Como diz Chomsky, há coisas tão absurdas que é preciso ser-se um intelectual para acreditar nelas...

TINA's Nemesis disse...

Talvez esses apoiantes do BE e PCP que o Diogo se refere ao defenderem que estes dois partidos devem continuar a proteger o Partido “Socialista” estão secretamente a desejar que uma revolução aconteça...

Nenhum problema essencial que o Neoliberalismo criou está a ser resolvido. Há muita gente a viver mal há muito tempo devido a políticas insidiosas tanto aplicadas pelo PSD-CDS como pelo Partido “Socialista”.
Condições para revolução (não só em Portugal) têm vindo a ser criadas.

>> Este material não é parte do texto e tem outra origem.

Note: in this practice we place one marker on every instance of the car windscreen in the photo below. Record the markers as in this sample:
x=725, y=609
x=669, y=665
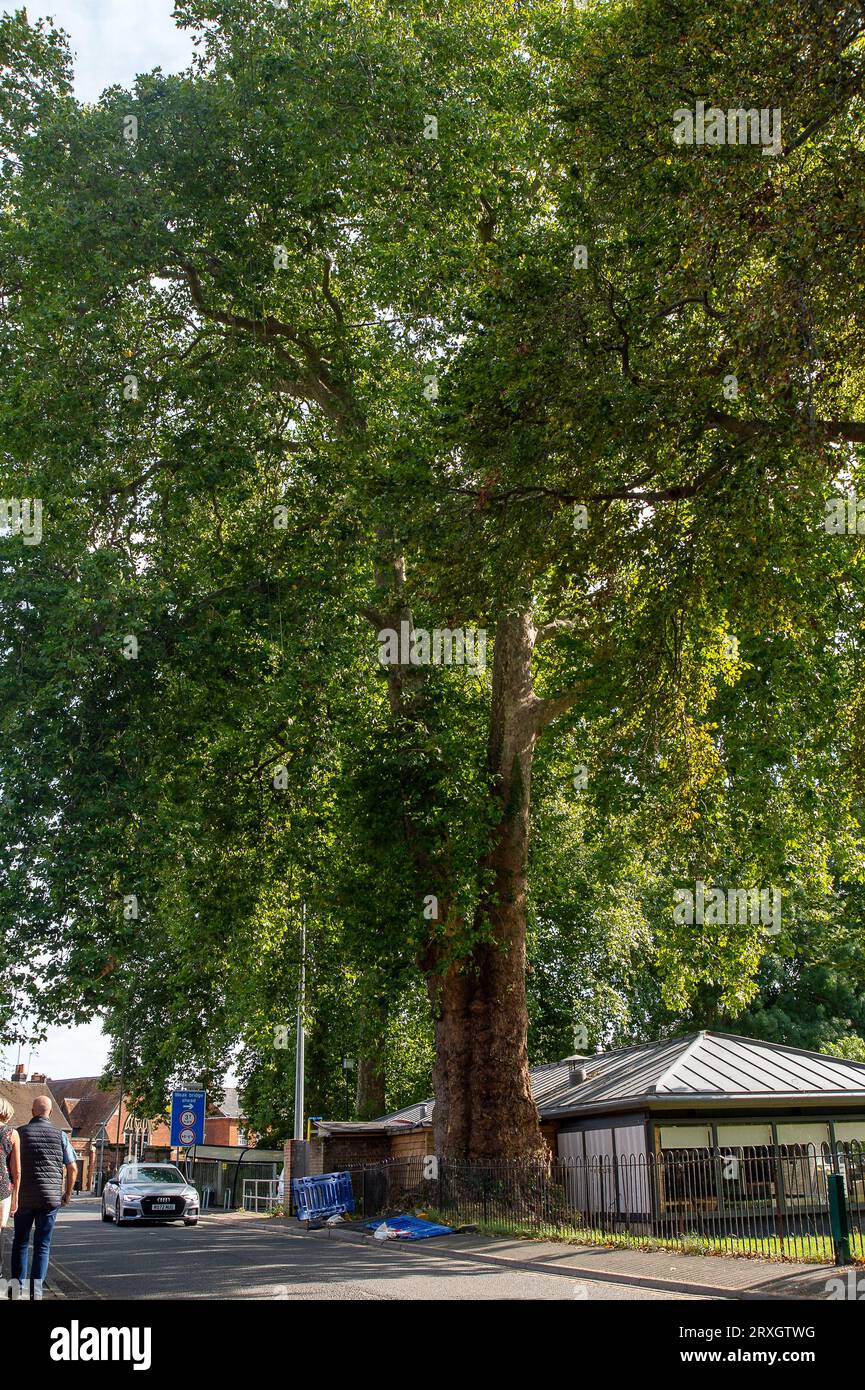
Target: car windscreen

É a minha convicção, se o Neoliberalismo não é enterrado de uma vez por todas revolução vai ter que ser necessária. A ideologia neoliberal é extremamente corrupta, vil e cruel, já destruiu muita gente e vai continuar a destruir ainda mais como será o apocalipse do ecossistema do planeta.

Anónimo disse...

A convergência das esquerdas (Bloco,PCP e PEV) é cada vez mais necessária,cada força com a sua identidade mas serem capazes de cooperarem e apresentarem-se em eleições coligados ,poderiam reforçar a sua posição eleitoral ,para uma maior capacidade de influência na defesa de politicas que defendam o povo.

Victor Nogueira disse...

"As sondagens ..." O eleitoralismo ..." "ai que vem aí a direita ...." "Se Costa tver medo de perder o poder ... " e a premissa / conclusão «Se este cenário não se realizar, das três uma. Ou o PS volta a vencer em posição reforçada, quiçá com maioria absoluta, ou o BE e o PCP-PEV reforçam a sua posição, mas a Direita vence as eleições e a capacidade de influência na governação passa a ser nula, ou o BE e o PCP-PEV são penalizados nas urnas juntamente com o PS e a Direita ganha» e «Mas a defesa maximalista das vossas posições parece mais importante do que chegar a um acordo e objetivamente obter algumas vantagens para o vosso eleitorado...» ~
Se nas duas últimas legislaturas o PS e o PSD se têm coligado e entendido nas matérias estruturantes, dando o PS umas papas e bolos aos eleitores, forçado pela correlação de forças com o PCP e Bloco, qual o vero objectivo do teatro de Costa/PS? Ter maioria absoluta para fazer sem obstáculos uma política similar à do PSD/CDS? Ou quer o PS/Costa continuar a política dos rebuçados com um PCP e Bloco com menos deputados e força no Parlamento? Que interesse tem a esquerda em continuar a política de hara-kiri? E as lutas esgotam-se no Parlamento, comose este fosse único palco ou tablado?

Mário Pereira disse...

Perde toda a esquerda se o orçamento não passar. Porque a responsabilidade será dos três. E perde o povo, como se viu em 2011. Continuem a cometer os mesmos erros por porem os seus interesses à frente dos do país e depois queixem-se. A maioria dos eleitores de esquerda está-se cagando para o PS, o PCP e o BE. Quer é os seus problemas resolvidos. Muitos votarão sem qualquer dúvida no PSD e até nos cheganos. Não ganhem juízo e depois queixem-se.